Rather than curing the ‘affliction’ in the bedroom, women were shipped off to the doctor’s surgery where, once diagnosed, the practitioner would set about the arduous task of administering manual “pelvic massage” which was seen as the only cure. On finding the process tiring and overly involved (the treatment was - unsurprisingly - very popular among 19th century women), doctors developed a device to give themselves some light relief (oh the irony!).
Today, approximately 48% of UK women own a vibrator and female pleasure is definitely on the map. But there’s no denying that, even though we are more open to the idea of owning a sex toy, for many women it is not something we feel comfortable talking openly about.

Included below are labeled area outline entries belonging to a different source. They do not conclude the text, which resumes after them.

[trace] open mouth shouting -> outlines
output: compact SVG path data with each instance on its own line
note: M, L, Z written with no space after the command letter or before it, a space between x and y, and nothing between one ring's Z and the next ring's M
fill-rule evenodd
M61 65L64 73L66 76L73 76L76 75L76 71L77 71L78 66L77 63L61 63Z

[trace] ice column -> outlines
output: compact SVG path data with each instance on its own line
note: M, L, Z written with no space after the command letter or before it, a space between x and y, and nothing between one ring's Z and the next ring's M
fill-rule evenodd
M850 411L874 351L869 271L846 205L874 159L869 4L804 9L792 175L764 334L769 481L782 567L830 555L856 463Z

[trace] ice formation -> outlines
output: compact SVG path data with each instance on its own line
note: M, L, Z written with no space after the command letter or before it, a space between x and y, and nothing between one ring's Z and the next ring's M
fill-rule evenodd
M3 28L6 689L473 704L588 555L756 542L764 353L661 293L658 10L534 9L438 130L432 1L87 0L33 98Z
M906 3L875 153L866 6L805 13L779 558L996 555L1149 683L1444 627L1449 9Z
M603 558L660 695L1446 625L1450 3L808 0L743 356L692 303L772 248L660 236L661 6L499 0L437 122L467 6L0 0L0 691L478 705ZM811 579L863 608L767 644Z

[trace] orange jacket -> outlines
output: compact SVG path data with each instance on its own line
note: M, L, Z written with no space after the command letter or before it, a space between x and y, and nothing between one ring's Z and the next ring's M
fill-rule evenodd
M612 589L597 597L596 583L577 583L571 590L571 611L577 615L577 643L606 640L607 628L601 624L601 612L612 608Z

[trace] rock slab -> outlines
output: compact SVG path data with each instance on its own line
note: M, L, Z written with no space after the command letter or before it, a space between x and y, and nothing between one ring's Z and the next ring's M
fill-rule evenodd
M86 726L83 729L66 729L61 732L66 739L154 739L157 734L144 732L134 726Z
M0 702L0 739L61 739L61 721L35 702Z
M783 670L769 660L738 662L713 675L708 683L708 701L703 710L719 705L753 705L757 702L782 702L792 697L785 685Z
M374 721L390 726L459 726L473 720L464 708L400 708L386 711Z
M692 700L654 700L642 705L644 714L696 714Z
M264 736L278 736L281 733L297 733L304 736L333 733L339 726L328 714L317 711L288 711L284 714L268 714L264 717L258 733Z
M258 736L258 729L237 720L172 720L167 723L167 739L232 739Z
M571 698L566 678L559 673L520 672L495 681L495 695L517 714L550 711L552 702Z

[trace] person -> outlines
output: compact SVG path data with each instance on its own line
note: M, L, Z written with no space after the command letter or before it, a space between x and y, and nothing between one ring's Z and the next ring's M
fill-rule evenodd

The ladies of the Hotbed Collective say their mission is to make life better, one orgasm at a time – their position, and it’s an excellent one, is that if we can talk more about sex, specifically sex after kids and sex in long-term relationships, there is a good chance we can shake off the negative associations which prevent us from stepping our of our sexual comfort zone. And, thanks to modern technology, when we finally decide to do so, there is a world of discovery waiting for us.
While the phallic shape we have come to know and love still has its place, the category has expanded beyond recognition and now includes a myriad of toys designed with female pleasure in mind. There are clitoral stimulators in all shapes and sizes, from bullets to pebbles and everything in between. There are multifunctional toys designed to hit not only one spot but multiple spots simultaneously, and there are those which have been so well designed they would not look out of place as a bedside ornament.
You can buy a simple buzzer from any number of unexpected places on the high street and if you don’t feel comfortable having a check-out girl run your new purchase through the till, there are specialist websites galore to cater to your every need. Ladies the good news is that it’s never been easier to achieve sexual satisfaction.
But no matter what weird and wonderful devices there are on the market, unless we as women embrace our sexuality and take steps to explore it to the full, we won’t ever know what really floats our boat – and if we don’t know how to satisfy ourselves, how can our partners possibly hope to know?